Finite element model predictions of intracranial hemorrhage from non-impact, rapid head rotations in the piglet.

Clinicians are charged with the significant task of distinguishing between accidental and inflicted head trauma. Oftentimes this distinction is straightforward, but many times probabilities of injuries from accidental scenarios are unknown making the differential diagnosis difficult. For example, it is unknown whether intracranial hemorrhage (IH) can occur at a location other than a focal contact site following a low height fall. To create a foundation for predicting regional IH in infants, we sought to identify the biomechanical response and injury threshold best able to predict IH in 3-5 day old piglets. First, finite element (FE) model simulations of in situ animal studies were performed to ascertain the optimal representation of the pia-arachnoid complex, cerebrospinal fluid and cortical vasculature (PCC) for predicting brain strain and brain/skull displacement.
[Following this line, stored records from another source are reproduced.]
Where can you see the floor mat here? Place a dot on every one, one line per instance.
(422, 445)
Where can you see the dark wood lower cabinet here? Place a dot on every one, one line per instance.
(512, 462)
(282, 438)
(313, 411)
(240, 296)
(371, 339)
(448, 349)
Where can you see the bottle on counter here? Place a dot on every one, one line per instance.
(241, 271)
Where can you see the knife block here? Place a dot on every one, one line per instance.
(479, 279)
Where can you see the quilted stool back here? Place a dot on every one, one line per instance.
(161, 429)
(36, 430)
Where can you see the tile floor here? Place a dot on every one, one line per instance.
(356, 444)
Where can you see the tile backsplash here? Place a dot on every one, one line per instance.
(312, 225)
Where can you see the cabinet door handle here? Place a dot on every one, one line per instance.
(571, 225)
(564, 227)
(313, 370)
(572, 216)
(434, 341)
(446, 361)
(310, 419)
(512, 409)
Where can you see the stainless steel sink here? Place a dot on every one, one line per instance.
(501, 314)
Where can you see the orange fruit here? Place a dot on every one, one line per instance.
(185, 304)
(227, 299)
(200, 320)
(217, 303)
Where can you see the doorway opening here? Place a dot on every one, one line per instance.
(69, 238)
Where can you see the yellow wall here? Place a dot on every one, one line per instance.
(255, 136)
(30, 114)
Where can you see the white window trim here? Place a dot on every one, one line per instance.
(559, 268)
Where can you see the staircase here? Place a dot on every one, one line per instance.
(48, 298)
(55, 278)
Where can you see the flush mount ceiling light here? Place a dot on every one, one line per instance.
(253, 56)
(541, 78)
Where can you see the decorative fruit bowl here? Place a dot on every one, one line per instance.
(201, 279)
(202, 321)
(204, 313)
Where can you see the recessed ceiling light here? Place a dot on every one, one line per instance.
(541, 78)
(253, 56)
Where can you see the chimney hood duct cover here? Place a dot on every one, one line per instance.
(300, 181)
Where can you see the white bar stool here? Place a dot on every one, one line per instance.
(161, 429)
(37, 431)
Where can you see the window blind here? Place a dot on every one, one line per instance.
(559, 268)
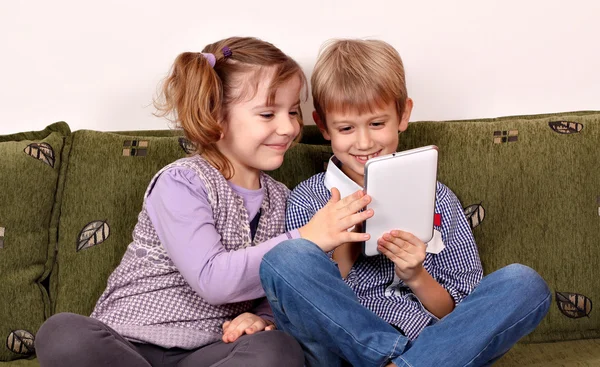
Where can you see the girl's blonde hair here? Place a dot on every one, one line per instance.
(358, 75)
(196, 95)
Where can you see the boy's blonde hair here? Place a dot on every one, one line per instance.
(197, 94)
(358, 75)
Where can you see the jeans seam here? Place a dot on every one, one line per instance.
(510, 327)
(335, 323)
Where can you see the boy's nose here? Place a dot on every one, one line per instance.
(363, 140)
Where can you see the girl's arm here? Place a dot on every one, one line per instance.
(183, 219)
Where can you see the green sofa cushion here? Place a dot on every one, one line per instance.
(104, 187)
(301, 162)
(29, 170)
(103, 196)
(531, 188)
(576, 353)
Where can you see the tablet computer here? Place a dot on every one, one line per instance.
(402, 187)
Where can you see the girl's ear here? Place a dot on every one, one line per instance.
(406, 115)
(321, 125)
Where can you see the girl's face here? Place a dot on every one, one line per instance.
(256, 136)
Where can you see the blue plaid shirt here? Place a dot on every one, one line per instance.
(457, 267)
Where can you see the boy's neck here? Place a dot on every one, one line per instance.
(359, 179)
(247, 179)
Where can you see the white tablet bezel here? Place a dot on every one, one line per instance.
(402, 187)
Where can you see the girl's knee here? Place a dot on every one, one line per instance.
(526, 279)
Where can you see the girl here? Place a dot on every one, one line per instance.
(187, 291)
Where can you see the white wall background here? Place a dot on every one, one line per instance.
(97, 64)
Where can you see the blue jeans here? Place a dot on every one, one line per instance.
(312, 302)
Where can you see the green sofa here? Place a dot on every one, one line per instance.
(530, 186)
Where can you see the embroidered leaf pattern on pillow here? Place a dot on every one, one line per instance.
(41, 151)
(186, 145)
(20, 342)
(475, 214)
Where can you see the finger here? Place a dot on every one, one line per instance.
(335, 196)
(354, 237)
(398, 259)
(408, 237)
(226, 325)
(350, 198)
(396, 245)
(258, 325)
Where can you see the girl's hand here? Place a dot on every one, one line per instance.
(246, 323)
(328, 228)
(406, 251)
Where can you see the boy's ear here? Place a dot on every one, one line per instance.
(406, 115)
(321, 126)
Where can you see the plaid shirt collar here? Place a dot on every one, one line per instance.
(335, 177)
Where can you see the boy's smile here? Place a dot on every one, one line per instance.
(357, 137)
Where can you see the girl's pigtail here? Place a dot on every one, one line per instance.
(192, 98)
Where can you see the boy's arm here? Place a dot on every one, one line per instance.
(454, 272)
(457, 267)
(299, 210)
(407, 252)
(182, 217)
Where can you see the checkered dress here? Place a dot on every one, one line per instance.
(148, 300)
(457, 267)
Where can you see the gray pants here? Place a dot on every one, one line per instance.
(68, 339)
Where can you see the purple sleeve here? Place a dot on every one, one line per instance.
(263, 309)
(183, 219)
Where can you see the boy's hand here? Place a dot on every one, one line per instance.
(406, 251)
(246, 323)
(329, 227)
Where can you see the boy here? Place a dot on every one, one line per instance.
(415, 304)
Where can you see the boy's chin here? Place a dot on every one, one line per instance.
(271, 164)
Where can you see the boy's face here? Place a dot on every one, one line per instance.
(355, 137)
Second, rapid head rotations resulting in various degrees of IH were simulated (n=24) to determine the biomechanical predictor and injury threshold most closely correlated with IH. FE models representing the PCC with either spring connectors or solid elements between the brain and skull resulted in peak brain strain and brain/skull displacement similar to measured values in situ. However, when predicting IH, the spring connector representation of the PCC had the best predictive capability for IH with a sensitivity of 80% and a specificity of 85% when ≥ 1% of all spring connectors had at least a peak strain of 0.31 mm/mm. These findings and reported methodology will be used in the development of a human infant FE model to simulate real-world falls and identify injury thresholds for predicting IH in infants.